Need help! Can't solve the problem, I'm hitting hardware limitations - page 7

 
YuraZ:

the idea is clear...

and yet this methodology (with a quick search) is not available on industry bases

there must be a reason

Because the database already perfectly copes with the task of search without loading all data into RAM.
 
Integer:

No one is talking about searching in compressed data. We're talking about comparing two compressed sequences.

Suppose an array, "aaa", "bbb", "vvvv". Each of the three array elements is compressed by itself independently from the rest. Suppose we compress and get the array "a", "b", "c".

We have the sought string "bbb" which we need to find in the array. Before searching, we compress it and get "b". Now we search and find it.

Let's be clear, in your case, it should be 3a, 3b and 3c in compressed form, for you are omitting the number of repetitions.

If you think that such an algorithm will give 70-80% compression, you are mistaken. Even on Russian-language text (not to mention numbers), this approach will only inflate the data.

For example, word "Expert" will be recoded as "1E1k1с1п1е1р1t" and will not be compressed even a bit, but will be inflated twice. If you omit "1", there will still be no compression.

The date and time 2014.08.18 13:45:45 will not give compression your way.

Not to mention the quotes... So the efficiency of such transcoding is close to 0 in this case. This is the so called RLE algorithm used in PCX format.

 
elugovoy:

1. Let's be clear, in your case it should be 3a, 3b and 3c in compressed form, for you are omitting the number of repetitions.

If you think that such an algorithm will give 70-80% compression, you are wrong. Even on Russian-language text (not to mention numbers), this approach will only inflate the data.

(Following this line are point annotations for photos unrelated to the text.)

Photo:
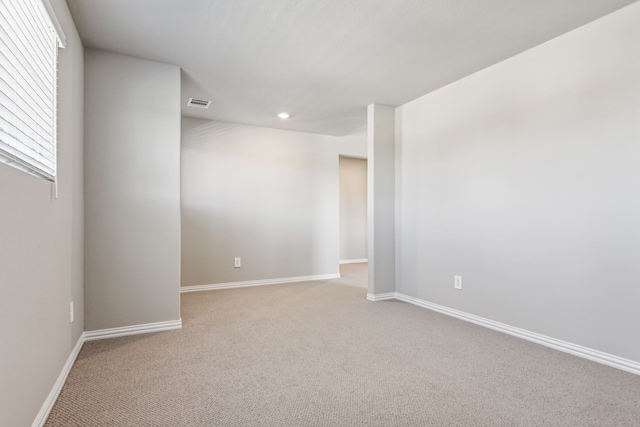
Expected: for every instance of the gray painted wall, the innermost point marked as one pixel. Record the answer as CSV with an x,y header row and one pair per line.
x,y
523,179
132,191
353,209
41,255
381,131
265,195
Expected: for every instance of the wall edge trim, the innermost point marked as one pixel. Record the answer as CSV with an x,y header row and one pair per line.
x,y
47,406
560,345
145,328
353,261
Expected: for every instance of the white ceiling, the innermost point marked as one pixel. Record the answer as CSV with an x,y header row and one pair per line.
x,y
323,60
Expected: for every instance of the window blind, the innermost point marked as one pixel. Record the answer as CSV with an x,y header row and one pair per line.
x,y
28,87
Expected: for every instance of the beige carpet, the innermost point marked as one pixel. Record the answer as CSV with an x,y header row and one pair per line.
x,y
319,354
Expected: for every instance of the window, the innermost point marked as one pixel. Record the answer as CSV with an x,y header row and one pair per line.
x,y
29,39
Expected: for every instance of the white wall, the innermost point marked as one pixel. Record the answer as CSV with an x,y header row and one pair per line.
x,y
353,209
523,179
41,265
132,197
268,196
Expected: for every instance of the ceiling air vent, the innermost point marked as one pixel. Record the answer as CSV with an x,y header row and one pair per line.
x,y
198,103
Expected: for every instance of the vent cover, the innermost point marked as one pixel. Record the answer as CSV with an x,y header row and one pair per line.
x,y
198,103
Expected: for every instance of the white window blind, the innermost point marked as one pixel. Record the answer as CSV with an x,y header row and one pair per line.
x,y
28,86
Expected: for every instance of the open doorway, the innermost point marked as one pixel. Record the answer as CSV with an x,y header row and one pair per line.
x,y
353,217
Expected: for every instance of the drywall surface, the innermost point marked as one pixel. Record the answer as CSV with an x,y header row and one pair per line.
x,y
132,191
523,179
41,255
268,196
381,130
353,209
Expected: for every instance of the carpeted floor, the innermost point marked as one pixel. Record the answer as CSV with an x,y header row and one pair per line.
x,y
320,354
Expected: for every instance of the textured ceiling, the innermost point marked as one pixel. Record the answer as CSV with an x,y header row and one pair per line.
x,y
323,60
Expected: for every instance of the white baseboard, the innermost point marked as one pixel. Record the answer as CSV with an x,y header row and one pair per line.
x,y
44,412
353,261
213,287
146,328
381,297
564,346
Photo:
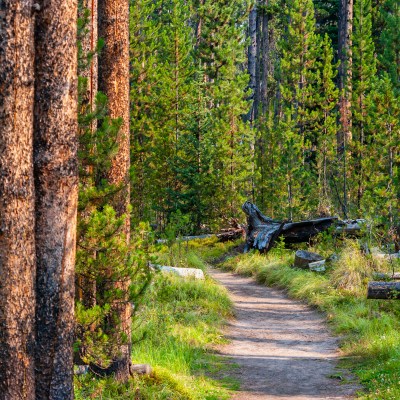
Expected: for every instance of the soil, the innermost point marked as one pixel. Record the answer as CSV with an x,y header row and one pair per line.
x,y
282,348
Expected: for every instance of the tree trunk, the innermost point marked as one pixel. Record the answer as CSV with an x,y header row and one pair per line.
x,y
344,135
264,59
383,290
114,82
263,231
89,44
56,186
86,286
257,91
251,57
17,242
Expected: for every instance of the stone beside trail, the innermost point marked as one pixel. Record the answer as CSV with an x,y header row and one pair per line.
x,y
282,347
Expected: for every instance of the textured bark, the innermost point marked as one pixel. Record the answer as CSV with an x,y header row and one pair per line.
x,y
257,92
85,286
17,244
264,59
89,44
345,57
251,57
55,162
114,82
263,231
383,290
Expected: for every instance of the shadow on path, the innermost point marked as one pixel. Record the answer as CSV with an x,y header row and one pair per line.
x,y
282,347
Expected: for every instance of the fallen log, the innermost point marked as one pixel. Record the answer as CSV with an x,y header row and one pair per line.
x,y
263,231
303,258
236,231
351,227
383,290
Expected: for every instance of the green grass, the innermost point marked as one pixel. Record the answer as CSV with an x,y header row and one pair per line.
x,y
369,329
178,324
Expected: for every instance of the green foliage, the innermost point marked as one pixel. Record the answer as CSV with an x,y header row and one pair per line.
x,y
105,255
369,329
177,323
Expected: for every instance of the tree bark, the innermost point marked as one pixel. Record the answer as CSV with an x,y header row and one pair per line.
x,y
264,59
383,290
344,135
17,242
85,286
263,231
89,44
114,82
56,186
251,57
257,91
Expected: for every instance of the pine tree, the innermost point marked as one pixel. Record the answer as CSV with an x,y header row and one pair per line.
x,y
364,70
56,192
114,83
17,221
382,156
298,85
390,41
325,126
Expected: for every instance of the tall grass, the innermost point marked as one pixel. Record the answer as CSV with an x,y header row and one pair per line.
x,y
369,329
179,322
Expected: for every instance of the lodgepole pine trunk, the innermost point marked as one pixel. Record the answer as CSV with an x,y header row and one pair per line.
x,y
344,135
114,82
17,241
264,59
56,187
251,57
85,286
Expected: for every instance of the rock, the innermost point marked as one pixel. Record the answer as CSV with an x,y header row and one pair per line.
x,y
195,273
303,258
140,369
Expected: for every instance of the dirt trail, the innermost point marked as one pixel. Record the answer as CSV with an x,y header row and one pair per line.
x,y
282,347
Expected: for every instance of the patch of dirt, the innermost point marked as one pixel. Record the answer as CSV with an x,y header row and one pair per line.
x,y
282,347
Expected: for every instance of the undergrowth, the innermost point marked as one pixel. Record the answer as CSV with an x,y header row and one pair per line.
x,y
179,321
369,329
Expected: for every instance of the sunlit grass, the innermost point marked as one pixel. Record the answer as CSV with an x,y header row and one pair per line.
x,y
178,324
369,329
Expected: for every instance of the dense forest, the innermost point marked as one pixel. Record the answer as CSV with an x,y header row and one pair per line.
x,y
123,121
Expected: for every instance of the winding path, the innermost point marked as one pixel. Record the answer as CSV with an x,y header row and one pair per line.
x,y
282,347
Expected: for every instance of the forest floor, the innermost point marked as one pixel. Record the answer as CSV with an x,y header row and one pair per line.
x,y
282,347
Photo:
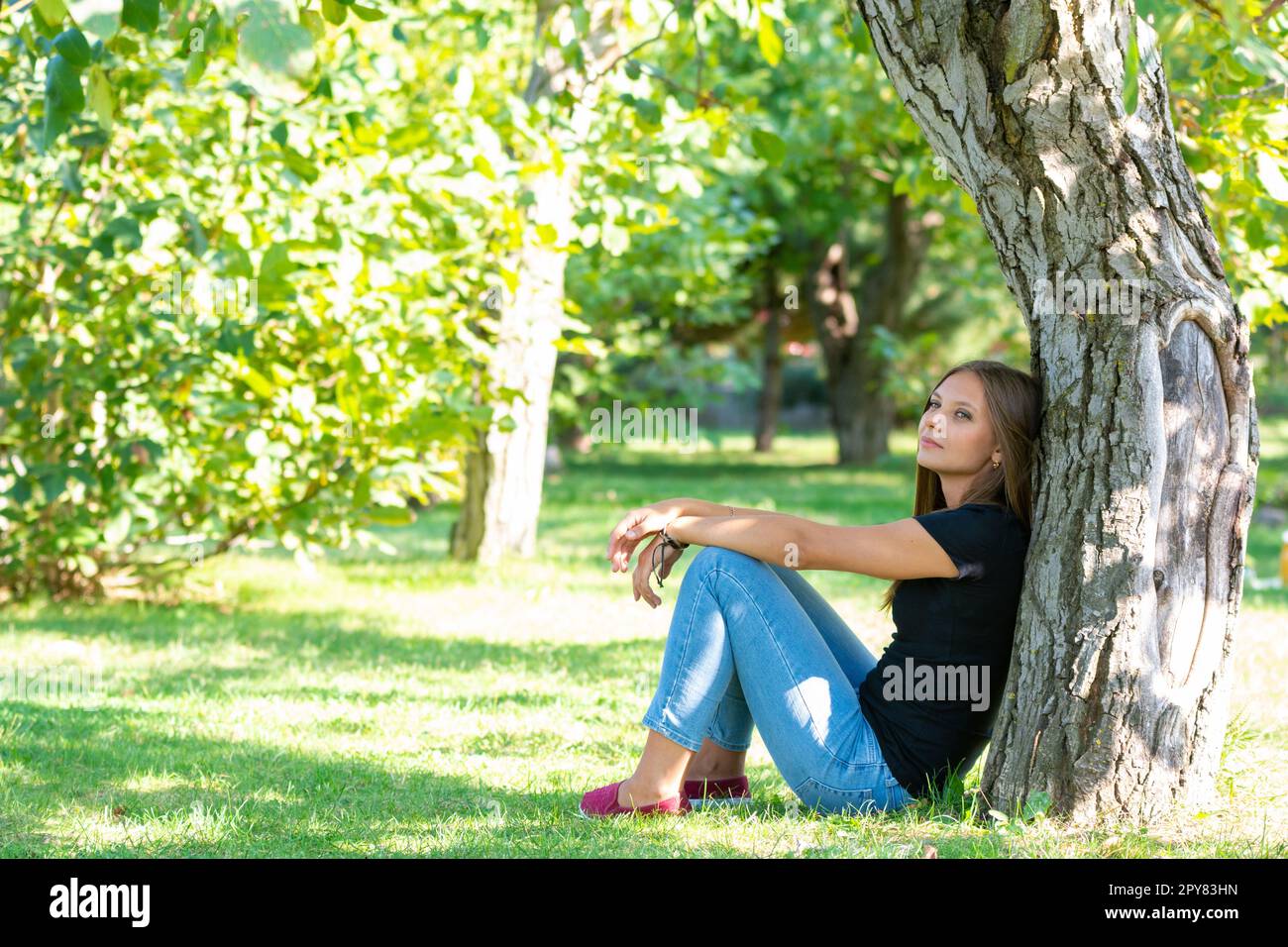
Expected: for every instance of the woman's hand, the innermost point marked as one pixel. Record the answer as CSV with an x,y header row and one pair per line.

For example, word "Expert" will be recoded as "1E1k1с1п1е1р1t" and will not be compressed even a bit, but will be inflated twice. If you omit "1", there will still be no compression.

The date and time 2014.08.18 13:45:45 will not give compression your way.

Not to mention the quotes... So the efficiency of such transcoding is close to 0 in this case. This is the so called RLE algorithm used in PCX format.

1. Not a fact. Maybe the data is such that everything goes three times, that's why it's such a simple compression algorithm.

The rest... Oh thank you, you've opened my eyes to the world, I didn't know that compressing short sequences of data increases their size.

 
Integer:
Because the database is already doing a great job of searching without loading all the data into RAM.

In fact, a good and correctly set up SQL server (if your hardware has 64g and 128zu for example)

occupies practically all of 64g minus the needs of the operating system ... 128г

and the search for 20 gig of data (pre-cached data) - would practically take place in memory...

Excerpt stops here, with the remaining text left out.